Define role-specific competencies

The most challenging part was illustrating role-specific competencies for each level within the four performance areas. This involved providing clear examples and ensuring that expectations aligned with increased experience and skill mastery.

Despite the difficulty in capturing these nuances, we accepted the fact that the framework is a living document, subject to change and would evolve over time. Rather than attempting to list every detail, we focused on capturing the essence of each area for each level.

We’d use 1:1’s and performance feedback sessions as opportunities to delve into specifics and tailor growth initiatives to each individual’s needs, that’s the real magic that no framework would ever be able to capture.

We ensured we didn’t use language that gamifies the career path, or set binary goals with specific competencies, as they may cause people to focus blindly on achieving one specific thing on the list of competencies.

You can check out our public Engineering Career Path Framework here.

And now the real work begins

Developing a framework is only the first step; effectively incorporating it into regular operations is crucial to its success. We contemplated ways to integrate the framework into 1:1’s, annual and bi-annual performance feedback sessions.

During performance feedback sessions, we use the framework to identify strengths and areas for growth for each engineer.

By highlighting and color-coding these areas, we gain an overview of their progress and establish a benchmark for all engineers. The manager then shares this feedback with another manager for validation and gathers input from peers.

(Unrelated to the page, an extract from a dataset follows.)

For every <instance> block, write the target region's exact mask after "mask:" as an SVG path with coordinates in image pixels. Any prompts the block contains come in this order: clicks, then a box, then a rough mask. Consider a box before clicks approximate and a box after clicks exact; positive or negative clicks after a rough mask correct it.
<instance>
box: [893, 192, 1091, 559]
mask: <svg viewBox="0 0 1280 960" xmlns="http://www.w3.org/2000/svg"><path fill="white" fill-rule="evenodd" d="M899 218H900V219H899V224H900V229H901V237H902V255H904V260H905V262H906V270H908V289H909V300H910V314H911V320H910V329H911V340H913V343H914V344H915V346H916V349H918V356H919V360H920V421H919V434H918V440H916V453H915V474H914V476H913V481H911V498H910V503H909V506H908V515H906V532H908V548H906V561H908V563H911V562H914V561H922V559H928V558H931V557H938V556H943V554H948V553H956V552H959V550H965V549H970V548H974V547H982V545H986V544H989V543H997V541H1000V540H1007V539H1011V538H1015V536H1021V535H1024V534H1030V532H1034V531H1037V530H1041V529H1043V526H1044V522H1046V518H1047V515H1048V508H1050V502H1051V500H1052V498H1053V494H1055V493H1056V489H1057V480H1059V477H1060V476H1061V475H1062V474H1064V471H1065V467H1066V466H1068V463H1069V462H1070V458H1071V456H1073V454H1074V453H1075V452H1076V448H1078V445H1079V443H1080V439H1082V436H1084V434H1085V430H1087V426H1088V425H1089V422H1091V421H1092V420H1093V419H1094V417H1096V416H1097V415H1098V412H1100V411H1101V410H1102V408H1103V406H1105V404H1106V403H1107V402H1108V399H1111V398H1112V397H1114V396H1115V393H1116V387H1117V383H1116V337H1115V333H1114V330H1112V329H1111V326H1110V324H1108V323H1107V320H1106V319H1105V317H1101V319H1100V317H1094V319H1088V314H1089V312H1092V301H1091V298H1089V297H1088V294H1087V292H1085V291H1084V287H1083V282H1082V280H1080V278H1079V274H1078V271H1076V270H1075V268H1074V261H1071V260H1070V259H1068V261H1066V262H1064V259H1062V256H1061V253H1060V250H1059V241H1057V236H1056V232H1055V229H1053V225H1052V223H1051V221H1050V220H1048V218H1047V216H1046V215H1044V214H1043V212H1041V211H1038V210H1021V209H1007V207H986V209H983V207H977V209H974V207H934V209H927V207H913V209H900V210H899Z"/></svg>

These sessions result in concrete action points for growth, along with areas where the engineer has made significant progress.

Weekly one-on-one meetings ensure a mutual understanding of goals and guide them to approach these objectives in their day-to-day work.

In addition to these sessions, we initiate professional growth projects at least twice a year, catering to each engineer's unique motivations and goals for development.

What’s next?

Ultimately, we plan to introduce a management path; however, this is not an immediate priority, given our size and growth plans. Yearly retrospectives and assessments of the framework's efficacy will ensure it remains relevant and useful for our engineers. If the framework fails to provide adequate support and clarity, we will adapt our approach accordingly.